Trouble is that in my experience when a dog bites a human for first time nothing happens, and do they even bother to record it?
If some one was to sell a dog would police know it has bitten before.
Apart from involving dogs, I'm unclear of the connection here with cruelty to animals.
I doubt anybody would get six years for fighting off a mutt with a bike pump.

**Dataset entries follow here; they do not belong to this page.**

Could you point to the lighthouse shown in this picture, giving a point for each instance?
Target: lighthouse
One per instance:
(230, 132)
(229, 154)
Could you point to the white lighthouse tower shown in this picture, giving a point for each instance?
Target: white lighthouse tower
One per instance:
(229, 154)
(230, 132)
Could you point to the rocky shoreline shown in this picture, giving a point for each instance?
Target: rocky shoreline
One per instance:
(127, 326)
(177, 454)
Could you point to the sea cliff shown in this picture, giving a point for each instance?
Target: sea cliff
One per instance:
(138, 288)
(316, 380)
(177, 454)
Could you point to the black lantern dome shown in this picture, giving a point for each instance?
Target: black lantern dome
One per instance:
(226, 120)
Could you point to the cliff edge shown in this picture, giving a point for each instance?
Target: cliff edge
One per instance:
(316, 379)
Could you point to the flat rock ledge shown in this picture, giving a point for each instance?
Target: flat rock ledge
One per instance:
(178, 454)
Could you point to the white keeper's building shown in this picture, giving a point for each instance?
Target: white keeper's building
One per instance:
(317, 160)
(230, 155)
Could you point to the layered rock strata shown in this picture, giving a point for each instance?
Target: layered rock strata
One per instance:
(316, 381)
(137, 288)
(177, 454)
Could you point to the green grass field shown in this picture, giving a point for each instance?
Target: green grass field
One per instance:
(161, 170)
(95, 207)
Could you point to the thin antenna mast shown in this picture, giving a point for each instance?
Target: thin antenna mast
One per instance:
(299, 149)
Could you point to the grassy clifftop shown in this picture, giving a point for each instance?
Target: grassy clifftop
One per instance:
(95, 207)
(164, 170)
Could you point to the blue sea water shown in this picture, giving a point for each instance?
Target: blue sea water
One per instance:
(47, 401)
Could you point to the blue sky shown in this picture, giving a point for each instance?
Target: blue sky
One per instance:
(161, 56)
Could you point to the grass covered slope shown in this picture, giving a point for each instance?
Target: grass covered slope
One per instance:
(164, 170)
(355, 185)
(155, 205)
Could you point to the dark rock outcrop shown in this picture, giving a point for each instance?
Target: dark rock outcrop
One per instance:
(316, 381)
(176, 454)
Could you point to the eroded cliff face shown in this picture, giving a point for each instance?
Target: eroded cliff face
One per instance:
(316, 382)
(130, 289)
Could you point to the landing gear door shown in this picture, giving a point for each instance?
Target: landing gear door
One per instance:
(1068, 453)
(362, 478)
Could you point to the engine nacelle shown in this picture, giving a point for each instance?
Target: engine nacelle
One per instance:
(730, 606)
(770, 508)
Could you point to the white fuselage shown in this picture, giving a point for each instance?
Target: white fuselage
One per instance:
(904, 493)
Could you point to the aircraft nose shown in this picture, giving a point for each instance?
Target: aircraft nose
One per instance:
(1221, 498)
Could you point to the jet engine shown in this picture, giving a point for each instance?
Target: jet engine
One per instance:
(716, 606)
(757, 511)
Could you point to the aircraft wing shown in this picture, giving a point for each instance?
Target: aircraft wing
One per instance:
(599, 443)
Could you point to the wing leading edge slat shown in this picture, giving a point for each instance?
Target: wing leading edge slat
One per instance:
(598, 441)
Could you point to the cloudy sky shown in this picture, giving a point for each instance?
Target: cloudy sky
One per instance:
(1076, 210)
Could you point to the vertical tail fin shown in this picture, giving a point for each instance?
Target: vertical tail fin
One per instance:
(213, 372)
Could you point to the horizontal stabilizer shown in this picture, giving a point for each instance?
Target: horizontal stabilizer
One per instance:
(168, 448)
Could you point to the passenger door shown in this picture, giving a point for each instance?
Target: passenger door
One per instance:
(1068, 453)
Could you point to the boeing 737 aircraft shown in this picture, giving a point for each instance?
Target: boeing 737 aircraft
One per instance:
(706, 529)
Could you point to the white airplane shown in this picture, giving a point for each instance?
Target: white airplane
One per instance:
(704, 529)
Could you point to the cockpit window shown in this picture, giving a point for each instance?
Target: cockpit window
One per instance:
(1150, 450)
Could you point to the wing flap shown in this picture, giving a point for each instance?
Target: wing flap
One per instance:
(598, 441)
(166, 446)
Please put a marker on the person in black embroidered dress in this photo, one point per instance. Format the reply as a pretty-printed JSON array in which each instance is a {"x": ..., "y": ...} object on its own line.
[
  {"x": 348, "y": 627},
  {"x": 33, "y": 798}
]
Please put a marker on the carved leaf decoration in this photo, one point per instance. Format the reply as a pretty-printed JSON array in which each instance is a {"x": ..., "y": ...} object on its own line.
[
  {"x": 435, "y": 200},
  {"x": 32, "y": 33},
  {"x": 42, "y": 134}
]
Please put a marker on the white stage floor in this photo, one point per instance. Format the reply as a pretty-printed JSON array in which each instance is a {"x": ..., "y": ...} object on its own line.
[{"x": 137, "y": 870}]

I think that the identification of a dog as "dangerous" which traditionally has meant the first bite is on the house, and the subsequent identification of a dog as having had that first chance is problematic as is the identification of a dog as the biter unless the investigation is almost immediate. All this is probably amenable - at least in theory - to the use of DNA, specialist examination by a canine orthodontist, and I could even imagine some extention of facial-recognition technology to man's best friend. In the real word, no chance and offences have to be proved to the criminal standard. I'm not saying it's impossible, as the case in my link shows, but it's not easy. I can't remember if it's in my link or if I read it elsewhere but initially the defendant in this case was apparently intending to plead not guilty, on the grounds that it was subject to a confiscation order so it belonged to the courts, even though she had not complied and still had the dog in her possession.